1)      The plant authentication should be carefully investigated. According to Mukherjee (2005), the specimen of plant should be compared with herbariumreference voucher specimen, or authenticated by a botanist to avoid mistakes over plant identification.
2)      This study had an objective to quantify the amount of active compound in medicinal plant. In experimental part, the researcher only described about the topic of linearity, accuracy and precision. ICH guideline (2005) summarized that the method validation was good practice for quantitative analysis. It was ensured that the analytical methodology was valid and reliable. Thus, the researchers should completely do in method validation for the most suitable method in quantifying the gossypol isomers.

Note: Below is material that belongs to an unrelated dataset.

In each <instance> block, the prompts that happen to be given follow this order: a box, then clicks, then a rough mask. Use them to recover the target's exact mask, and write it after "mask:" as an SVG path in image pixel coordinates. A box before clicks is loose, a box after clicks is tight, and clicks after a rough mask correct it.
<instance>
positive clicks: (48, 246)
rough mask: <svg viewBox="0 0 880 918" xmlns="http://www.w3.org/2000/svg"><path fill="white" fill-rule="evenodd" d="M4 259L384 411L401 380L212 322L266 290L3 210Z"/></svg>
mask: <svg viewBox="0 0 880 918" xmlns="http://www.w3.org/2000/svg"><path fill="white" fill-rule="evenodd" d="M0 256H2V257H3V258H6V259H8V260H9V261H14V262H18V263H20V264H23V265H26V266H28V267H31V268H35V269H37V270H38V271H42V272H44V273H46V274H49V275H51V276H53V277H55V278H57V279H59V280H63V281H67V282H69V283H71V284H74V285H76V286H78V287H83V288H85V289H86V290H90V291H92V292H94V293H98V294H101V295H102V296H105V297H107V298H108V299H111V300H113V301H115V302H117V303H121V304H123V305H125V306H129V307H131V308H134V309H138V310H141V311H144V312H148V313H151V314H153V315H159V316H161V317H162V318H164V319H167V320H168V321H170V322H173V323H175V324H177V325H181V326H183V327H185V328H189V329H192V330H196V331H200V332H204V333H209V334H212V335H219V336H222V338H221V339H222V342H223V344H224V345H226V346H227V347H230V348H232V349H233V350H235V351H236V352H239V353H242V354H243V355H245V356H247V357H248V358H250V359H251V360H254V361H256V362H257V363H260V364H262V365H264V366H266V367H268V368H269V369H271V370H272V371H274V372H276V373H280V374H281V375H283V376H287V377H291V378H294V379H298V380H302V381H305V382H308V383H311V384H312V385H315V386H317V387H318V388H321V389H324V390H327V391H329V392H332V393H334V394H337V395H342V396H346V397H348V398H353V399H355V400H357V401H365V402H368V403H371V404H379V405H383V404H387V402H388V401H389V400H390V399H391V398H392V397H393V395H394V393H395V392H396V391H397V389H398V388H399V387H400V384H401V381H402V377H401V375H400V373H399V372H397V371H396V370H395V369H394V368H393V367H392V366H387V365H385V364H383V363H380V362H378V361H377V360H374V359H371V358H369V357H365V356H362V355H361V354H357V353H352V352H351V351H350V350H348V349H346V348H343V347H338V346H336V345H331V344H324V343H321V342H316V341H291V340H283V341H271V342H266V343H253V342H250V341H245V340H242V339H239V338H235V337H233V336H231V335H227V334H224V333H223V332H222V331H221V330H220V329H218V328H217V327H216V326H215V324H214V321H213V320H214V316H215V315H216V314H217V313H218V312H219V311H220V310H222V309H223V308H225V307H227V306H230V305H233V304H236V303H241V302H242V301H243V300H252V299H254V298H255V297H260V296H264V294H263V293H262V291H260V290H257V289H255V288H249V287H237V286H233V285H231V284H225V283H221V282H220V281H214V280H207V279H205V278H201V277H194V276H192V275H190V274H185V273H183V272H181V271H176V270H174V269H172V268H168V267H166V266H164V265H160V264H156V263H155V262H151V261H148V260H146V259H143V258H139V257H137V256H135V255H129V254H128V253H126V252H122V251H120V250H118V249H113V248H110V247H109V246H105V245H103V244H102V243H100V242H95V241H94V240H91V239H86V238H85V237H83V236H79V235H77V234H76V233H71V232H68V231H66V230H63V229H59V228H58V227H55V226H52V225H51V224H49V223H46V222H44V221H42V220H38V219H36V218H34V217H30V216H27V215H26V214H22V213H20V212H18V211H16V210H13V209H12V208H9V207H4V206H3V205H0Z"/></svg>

3)      The researchers did not explain the method of AOCS in the part of experimental procedures. They did not use the statistical parameters to determine the differences of the result among the two methods; therefore, the researchers might have bias on data conclusion in explaining how this HPLC method was more suitable than AOCS method. They should have used pair t-test for determining the fitting of data.

The strength of this study is that HPLC technique is broadly accepted for many laboratories because HPLC has high reproducibility, high resolution, and can be detected in part per million levels. Moreover, another advantage of this research study is the clearly results that included text, tables and figures which were not required lengthy and complex explanation.